Gimme Shelter, Allianz
The insurance business has been a reliable cash cow for decades. "You, the client, pay we, the insurers, large sums of money," diminutive British comedian Ronnie Corbett once said. "That's it."
That's not quite enough to excite investors these days. Big insurers such as Germany's Allianz -- which disappointed the market with quarterly results on Friday -- have become lumbering giants, delivering fistfuls of dividends and tidy profit but suffering from tepid growth and cost pressures. Most worrying is that those dividends might not be quite as rich in future if financial-market turbulence and pressure to boost capital under the Solvency II regime keeps intensifying.

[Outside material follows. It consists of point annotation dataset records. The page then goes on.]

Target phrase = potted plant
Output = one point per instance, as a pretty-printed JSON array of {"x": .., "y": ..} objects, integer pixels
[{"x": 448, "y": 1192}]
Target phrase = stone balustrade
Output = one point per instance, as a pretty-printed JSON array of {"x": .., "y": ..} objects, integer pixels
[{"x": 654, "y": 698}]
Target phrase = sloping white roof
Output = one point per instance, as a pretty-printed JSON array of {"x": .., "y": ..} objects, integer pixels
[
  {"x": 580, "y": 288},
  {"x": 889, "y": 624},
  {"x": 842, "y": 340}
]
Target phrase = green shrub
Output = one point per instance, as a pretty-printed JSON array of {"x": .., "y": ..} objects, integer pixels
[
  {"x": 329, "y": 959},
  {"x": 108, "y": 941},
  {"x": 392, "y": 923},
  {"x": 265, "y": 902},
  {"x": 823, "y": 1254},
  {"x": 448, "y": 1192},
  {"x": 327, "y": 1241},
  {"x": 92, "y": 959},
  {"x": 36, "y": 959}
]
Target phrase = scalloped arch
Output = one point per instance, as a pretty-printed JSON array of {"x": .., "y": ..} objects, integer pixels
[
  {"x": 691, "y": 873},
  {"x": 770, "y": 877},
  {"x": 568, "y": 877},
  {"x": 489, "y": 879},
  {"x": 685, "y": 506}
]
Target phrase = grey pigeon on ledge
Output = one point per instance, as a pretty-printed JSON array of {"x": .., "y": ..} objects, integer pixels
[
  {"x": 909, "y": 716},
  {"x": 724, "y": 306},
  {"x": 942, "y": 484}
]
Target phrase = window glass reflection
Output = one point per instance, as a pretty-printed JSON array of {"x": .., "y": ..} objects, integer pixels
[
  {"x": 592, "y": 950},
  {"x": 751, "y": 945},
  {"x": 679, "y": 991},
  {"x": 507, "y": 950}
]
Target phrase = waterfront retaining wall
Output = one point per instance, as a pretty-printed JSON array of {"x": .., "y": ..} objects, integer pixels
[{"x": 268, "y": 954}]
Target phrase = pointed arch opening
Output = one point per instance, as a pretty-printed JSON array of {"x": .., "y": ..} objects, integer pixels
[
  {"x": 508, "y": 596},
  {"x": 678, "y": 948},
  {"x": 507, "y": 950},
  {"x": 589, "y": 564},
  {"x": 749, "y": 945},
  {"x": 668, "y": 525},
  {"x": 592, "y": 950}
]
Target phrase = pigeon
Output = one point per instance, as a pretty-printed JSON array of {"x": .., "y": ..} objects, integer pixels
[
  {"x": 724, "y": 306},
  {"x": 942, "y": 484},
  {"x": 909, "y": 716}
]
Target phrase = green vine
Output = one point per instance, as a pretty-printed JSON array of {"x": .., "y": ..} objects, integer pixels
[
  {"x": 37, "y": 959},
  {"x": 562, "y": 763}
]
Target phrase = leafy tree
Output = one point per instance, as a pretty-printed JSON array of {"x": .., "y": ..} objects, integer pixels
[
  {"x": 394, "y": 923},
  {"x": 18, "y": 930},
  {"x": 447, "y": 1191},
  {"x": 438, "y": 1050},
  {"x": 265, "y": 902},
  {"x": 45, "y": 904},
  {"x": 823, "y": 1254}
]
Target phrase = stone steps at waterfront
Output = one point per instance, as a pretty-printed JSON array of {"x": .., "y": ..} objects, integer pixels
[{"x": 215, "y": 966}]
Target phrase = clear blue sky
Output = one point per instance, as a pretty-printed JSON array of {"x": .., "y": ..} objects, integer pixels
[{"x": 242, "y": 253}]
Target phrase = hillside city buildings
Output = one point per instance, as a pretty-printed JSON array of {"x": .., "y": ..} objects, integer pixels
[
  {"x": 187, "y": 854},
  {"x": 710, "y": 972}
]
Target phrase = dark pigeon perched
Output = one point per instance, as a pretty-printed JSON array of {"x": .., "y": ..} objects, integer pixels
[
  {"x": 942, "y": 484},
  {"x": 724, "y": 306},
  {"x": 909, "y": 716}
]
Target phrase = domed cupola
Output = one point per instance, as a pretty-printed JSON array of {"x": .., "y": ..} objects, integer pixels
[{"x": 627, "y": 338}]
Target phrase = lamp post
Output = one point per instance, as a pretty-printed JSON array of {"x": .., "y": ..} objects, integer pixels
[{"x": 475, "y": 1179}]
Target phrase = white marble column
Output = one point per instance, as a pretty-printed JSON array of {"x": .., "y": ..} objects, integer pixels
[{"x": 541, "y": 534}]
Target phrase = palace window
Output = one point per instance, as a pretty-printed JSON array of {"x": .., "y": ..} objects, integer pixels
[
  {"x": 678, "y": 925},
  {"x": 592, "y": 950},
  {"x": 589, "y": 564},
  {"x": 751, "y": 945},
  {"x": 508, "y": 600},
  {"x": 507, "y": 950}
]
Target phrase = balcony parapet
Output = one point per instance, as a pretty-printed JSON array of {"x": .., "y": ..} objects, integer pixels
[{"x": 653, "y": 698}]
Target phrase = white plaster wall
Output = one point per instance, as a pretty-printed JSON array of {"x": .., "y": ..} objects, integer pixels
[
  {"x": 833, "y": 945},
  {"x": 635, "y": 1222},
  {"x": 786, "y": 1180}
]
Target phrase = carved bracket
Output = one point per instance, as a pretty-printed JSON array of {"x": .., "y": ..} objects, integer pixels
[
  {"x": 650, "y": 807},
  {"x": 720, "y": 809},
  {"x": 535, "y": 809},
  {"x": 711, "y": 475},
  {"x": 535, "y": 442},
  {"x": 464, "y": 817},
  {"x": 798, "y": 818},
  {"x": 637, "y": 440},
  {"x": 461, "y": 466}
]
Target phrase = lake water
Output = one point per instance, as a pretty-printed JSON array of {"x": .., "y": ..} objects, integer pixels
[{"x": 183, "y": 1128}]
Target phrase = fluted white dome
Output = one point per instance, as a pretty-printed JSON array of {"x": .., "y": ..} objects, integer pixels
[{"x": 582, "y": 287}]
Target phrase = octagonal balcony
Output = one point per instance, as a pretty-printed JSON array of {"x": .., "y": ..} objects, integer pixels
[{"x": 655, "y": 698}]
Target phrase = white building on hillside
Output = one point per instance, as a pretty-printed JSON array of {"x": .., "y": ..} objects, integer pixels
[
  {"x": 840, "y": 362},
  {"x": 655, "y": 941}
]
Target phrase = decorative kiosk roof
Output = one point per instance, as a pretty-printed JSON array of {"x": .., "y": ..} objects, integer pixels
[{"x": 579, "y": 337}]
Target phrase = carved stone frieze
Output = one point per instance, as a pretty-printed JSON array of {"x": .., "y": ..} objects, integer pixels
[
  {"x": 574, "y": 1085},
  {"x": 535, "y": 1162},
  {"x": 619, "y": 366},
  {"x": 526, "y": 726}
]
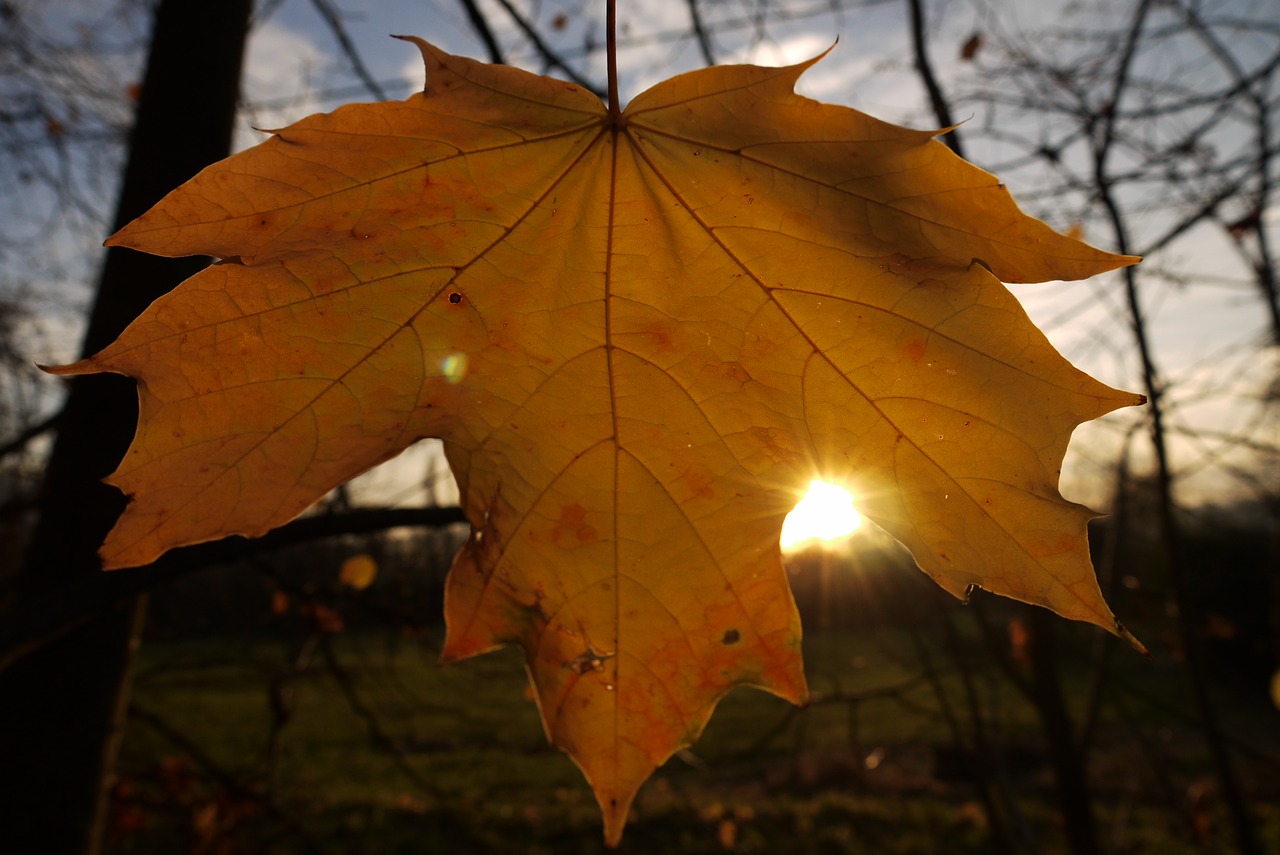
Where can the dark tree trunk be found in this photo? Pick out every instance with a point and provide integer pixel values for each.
(62, 703)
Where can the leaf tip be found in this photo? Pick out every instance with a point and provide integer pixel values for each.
(1132, 640)
(74, 369)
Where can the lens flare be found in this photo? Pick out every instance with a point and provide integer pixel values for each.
(823, 515)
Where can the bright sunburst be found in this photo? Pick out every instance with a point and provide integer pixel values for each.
(824, 513)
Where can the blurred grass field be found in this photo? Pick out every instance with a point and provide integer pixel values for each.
(362, 743)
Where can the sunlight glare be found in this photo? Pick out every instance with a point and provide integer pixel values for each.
(824, 513)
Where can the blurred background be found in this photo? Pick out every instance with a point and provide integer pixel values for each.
(283, 695)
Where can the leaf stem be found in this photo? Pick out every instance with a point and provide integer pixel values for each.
(611, 51)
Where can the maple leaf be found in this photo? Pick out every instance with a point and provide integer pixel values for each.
(640, 337)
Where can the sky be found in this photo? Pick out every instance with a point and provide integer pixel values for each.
(1205, 321)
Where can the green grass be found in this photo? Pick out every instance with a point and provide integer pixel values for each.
(443, 759)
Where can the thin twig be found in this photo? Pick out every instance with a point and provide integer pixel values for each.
(339, 31)
(481, 26)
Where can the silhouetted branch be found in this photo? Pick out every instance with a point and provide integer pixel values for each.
(339, 31)
(53, 613)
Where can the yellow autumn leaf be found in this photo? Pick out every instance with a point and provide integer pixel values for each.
(640, 338)
(357, 572)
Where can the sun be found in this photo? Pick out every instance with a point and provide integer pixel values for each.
(823, 515)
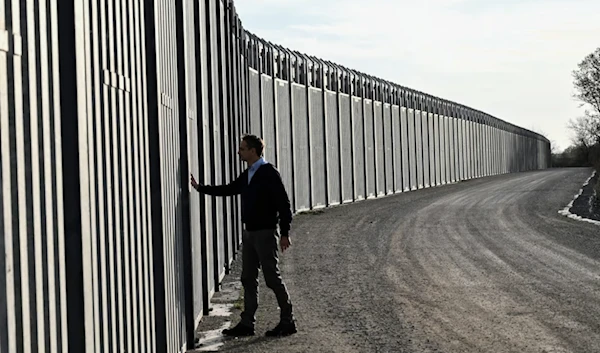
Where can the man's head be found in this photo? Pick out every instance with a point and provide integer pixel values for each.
(251, 148)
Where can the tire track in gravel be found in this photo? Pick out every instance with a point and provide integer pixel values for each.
(486, 265)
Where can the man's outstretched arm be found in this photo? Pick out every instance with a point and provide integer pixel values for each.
(231, 189)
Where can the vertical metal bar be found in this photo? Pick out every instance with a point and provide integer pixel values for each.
(7, 227)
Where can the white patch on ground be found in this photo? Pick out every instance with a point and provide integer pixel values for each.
(221, 310)
(566, 212)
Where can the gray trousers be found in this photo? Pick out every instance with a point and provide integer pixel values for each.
(260, 250)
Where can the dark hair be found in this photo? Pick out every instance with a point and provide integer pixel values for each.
(255, 142)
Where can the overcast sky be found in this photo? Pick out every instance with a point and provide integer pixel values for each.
(512, 59)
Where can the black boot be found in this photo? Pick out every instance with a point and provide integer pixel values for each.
(282, 329)
(239, 330)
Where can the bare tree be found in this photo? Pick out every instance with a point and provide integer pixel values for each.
(587, 85)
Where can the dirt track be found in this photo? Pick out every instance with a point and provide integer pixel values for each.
(482, 266)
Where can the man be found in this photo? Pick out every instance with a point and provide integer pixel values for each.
(264, 203)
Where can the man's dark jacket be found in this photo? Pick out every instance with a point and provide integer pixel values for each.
(264, 200)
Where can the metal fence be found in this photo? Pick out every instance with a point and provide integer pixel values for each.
(105, 248)
(357, 137)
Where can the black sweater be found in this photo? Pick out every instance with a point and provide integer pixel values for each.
(265, 201)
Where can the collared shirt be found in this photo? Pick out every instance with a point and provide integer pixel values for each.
(255, 167)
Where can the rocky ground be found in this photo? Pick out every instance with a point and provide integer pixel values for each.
(486, 265)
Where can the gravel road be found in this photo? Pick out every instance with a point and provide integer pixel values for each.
(486, 265)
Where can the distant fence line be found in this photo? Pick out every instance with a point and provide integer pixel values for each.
(106, 107)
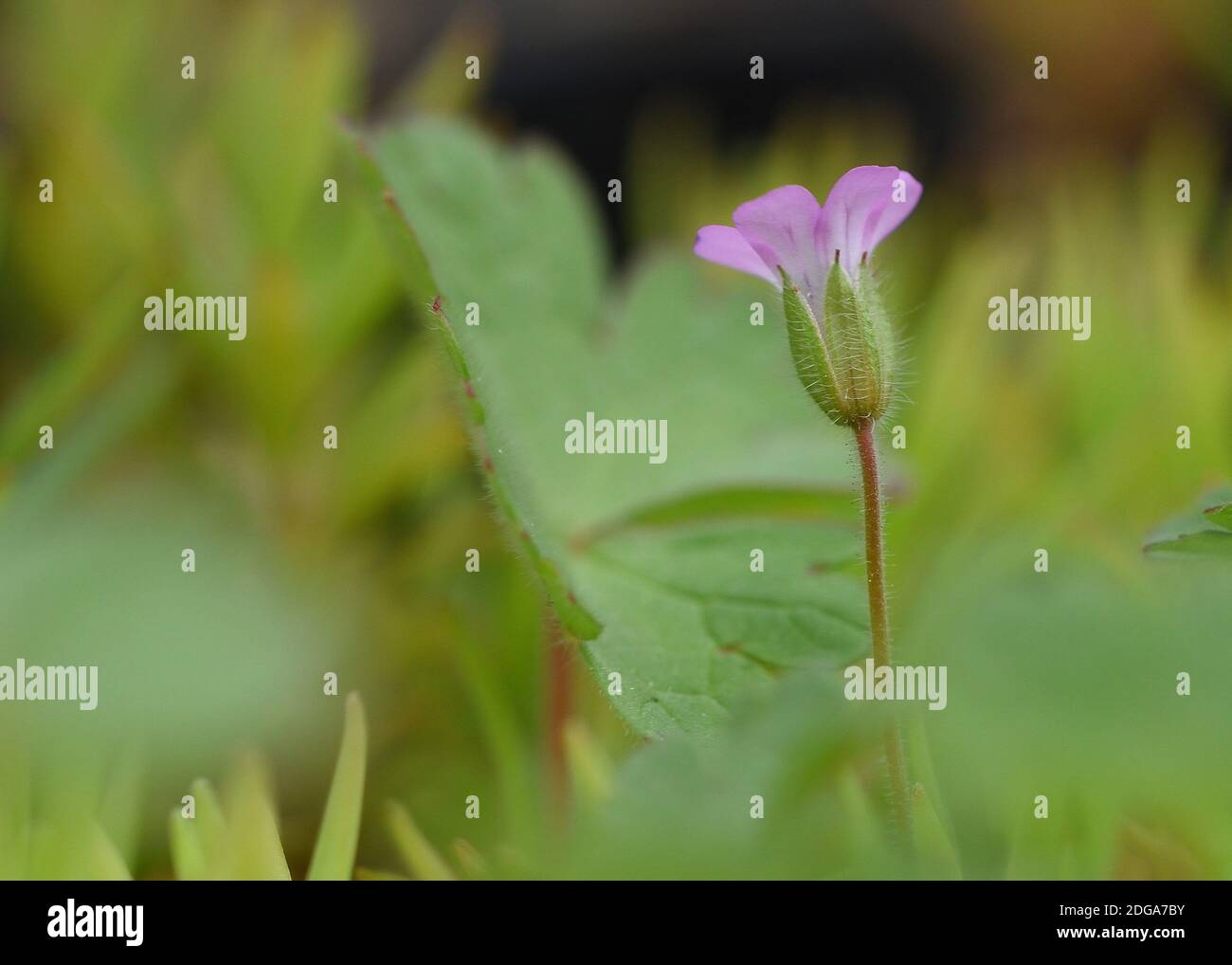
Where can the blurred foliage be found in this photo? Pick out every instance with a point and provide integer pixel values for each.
(312, 561)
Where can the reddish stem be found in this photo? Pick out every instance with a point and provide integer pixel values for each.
(879, 619)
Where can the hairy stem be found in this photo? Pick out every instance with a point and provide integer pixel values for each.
(879, 618)
(557, 709)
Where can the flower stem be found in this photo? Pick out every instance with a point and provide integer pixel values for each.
(879, 619)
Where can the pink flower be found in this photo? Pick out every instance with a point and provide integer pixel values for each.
(841, 337)
(788, 229)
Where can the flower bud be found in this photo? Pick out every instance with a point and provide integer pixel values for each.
(845, 360)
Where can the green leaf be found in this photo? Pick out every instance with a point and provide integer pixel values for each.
(418, 853)
(674, 607)
(253, 825)
(684, 808)
(1221, 516)
(334, 857)
(1203, 533)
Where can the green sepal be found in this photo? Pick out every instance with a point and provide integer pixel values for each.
(813, 365)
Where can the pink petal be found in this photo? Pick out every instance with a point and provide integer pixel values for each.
(780, 227)
(725, 246)
(861, 209)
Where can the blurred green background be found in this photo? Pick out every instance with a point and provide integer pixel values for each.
(313, 561)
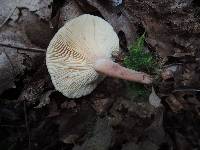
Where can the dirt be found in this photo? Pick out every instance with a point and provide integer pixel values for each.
(34, 116)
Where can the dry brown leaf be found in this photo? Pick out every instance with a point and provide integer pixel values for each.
(7, 73)
(119, 22)
(69, 11)
(154, 100)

But even taking into account the threats, the current wave of investor disappointment about the sector seems excessive. Allianz shares have fallen 15 percent so far this year: worse than peers, worse than the broader market and not that much better than the banks. The stock was one of Europe's weakest performers on Friday, falling about 3 percent despite a set of results that admittedly didn't have too much bang, but delivered plenty of bucks.
A raised dividend, increased operating profit and a Solvency II capital ratio of 200 percent -- only very slightly below the sector average -- elicited the financial-market equivalent of a shrug, despite a balance sheet that can clearly support an above-average dividend yield of 5.4 percent.
Now of course, it wasn't all good news. Allianz's combined ratio, a key metric tracking underlying profitability that measures the cost of claims versus income, ticked higher in the fourth quarter. Maybe that's a sign of price pressure. The insurer's forecast for 2016 also cited "higher uncertainty" and targeted about 10.5 billion euros ($11.6 billion) in operating profit -- essentially flat on 2015. If 2015 is as good as it gets, the worry is that there are more risks than rewards ahead.
But if market storms are brewing, is Allianz really such a bad place to be? Even on the combined ratio, it still compares well with peers.
Its capital position looks solid too: JPMorgan analysts say it can absorb the risk of more market turmoil while still delivering on dividends. And it has a strong and expanding foothold in asset management, an area insurers want to dominate as negative interest rates push investors into higher-yielding products. The outflows from Allianz's Pimco after star fund manager Bill Gross's departure have been all but staunched. Allianz has also bought a UK fixed-income boutique from Old Mutual.
What investors really wanted was a nice surprise, but there was no insurer jumping out of a cake with a check. While rival Aegon dazzled investors with a 400 million-euro buyback, Allianz steered clear of any such immediate juice to earnings per share, sticking to its stolid 5 percent annual growth plan for EPS. While the insurer has plenty of dry powder for acquisitions, saying its M&A budget might rise to 3 billion euros this year, there seemed to be little fresh insight on Friday about how it might boost growth.
Allianz trades on a price-to-earnings ratio of 9.1 and a price-to-book ratio of 1.0. Both are below the median of peers, according to Bloomberg data. The stock's priced for imperfection. In a market environment that itself looks pretty imperfect, that just might be too harsh.